Martha readies flooring revamp
November 3, 2003-- Home Textiles Today,
While comparable store sales of Martha Stewart branded products at Kmart stores actually managed to gain over the past quarter, the 13-month-old Martha Stewart Signature flooring program continues to struggle and will be revamped.
Sharon Patrick, president and coo of Martha Stewart Living Omnimedia, last week said results for the flooring program are "below expectations" during the company's third quarter conference call with analysts.

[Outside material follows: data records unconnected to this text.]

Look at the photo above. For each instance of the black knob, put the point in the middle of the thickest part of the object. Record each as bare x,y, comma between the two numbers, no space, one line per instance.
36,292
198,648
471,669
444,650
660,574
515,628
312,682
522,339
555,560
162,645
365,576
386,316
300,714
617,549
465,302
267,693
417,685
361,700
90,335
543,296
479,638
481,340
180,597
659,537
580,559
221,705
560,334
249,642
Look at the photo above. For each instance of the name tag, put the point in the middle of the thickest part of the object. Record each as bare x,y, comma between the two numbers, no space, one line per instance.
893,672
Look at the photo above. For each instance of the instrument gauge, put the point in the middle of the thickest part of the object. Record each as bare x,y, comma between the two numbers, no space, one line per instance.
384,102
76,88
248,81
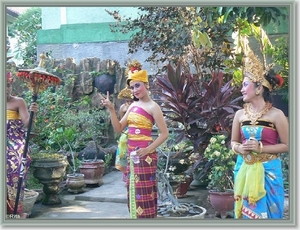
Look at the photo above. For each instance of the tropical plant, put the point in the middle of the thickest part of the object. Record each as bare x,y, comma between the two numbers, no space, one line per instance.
24,29
220,174
202,108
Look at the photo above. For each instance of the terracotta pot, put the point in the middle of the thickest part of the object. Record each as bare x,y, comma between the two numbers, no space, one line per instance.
75,182
93,171
50,173
222,203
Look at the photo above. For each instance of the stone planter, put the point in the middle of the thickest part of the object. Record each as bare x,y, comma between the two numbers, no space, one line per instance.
30,197
50,173
75,182
93,172
222,203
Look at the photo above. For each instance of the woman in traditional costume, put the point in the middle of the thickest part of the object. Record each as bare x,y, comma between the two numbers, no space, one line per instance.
142,156
17,117
121,154
259,135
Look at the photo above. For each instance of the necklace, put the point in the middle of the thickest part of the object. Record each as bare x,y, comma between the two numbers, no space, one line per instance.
252,115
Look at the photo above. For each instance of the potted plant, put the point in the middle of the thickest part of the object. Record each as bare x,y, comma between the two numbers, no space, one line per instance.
220,175
49,168
203,107
75,180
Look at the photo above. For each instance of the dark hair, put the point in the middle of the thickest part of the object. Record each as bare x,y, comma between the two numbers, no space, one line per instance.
274,82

"We are addressing the problems and look forward to a resolution," she said. Patrick outlined the main issues with the program, produced under license by Shaw Industries:
The number of stores carrying the line is "significantly" lower than the 2,000 originally projected, and the retailers that do carry the line are a "much smaller, much more fragmented, diverse group of retailers," than had been anticipated.
The number of product offerings is too large and needs to be streamlined.

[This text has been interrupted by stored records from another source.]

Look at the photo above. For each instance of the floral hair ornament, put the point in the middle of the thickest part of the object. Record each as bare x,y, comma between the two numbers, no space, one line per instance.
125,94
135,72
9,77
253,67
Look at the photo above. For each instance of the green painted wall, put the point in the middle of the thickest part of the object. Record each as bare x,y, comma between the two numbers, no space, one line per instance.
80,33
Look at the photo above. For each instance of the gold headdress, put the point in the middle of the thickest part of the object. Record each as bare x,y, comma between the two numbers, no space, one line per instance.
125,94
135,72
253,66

In-store presentations and product galleries need to be modified "for more productive selling of product," Patrick said.
Pricing must be adjusted. "The combination of these things is what is contributing to the slower-than-expected progress since the launch a year and a half ago," she said.
Reached late last week, Shaw Industries declined comment on Patrick's statements.
Patrick also addressed MSO's decline during the quarter in merchandise sales, from $10.1 million during last year's comparable quarter to $8.9 million this year.
"The decrease in revenues is due principally to lower product sales of Martha Stewart Everyday product at Kmart as a result of store closings," James Follo, cfo, said. "Since early 2002, Kmart has closed approximately 600 stores."
Sales of patio furniture kept the Martha Stewart Everyday line's sales at Kmart on the plus side, with sales of other MSE product at the store basically flat. For Q3, MSE sales at Kmart increased 3 percent overall on a comparable store basis year over year. While they declined 13 percent on a total store basis, MSO attributes the fall to the discount retailer's store closings, "and not brand label performance," Patrick noted.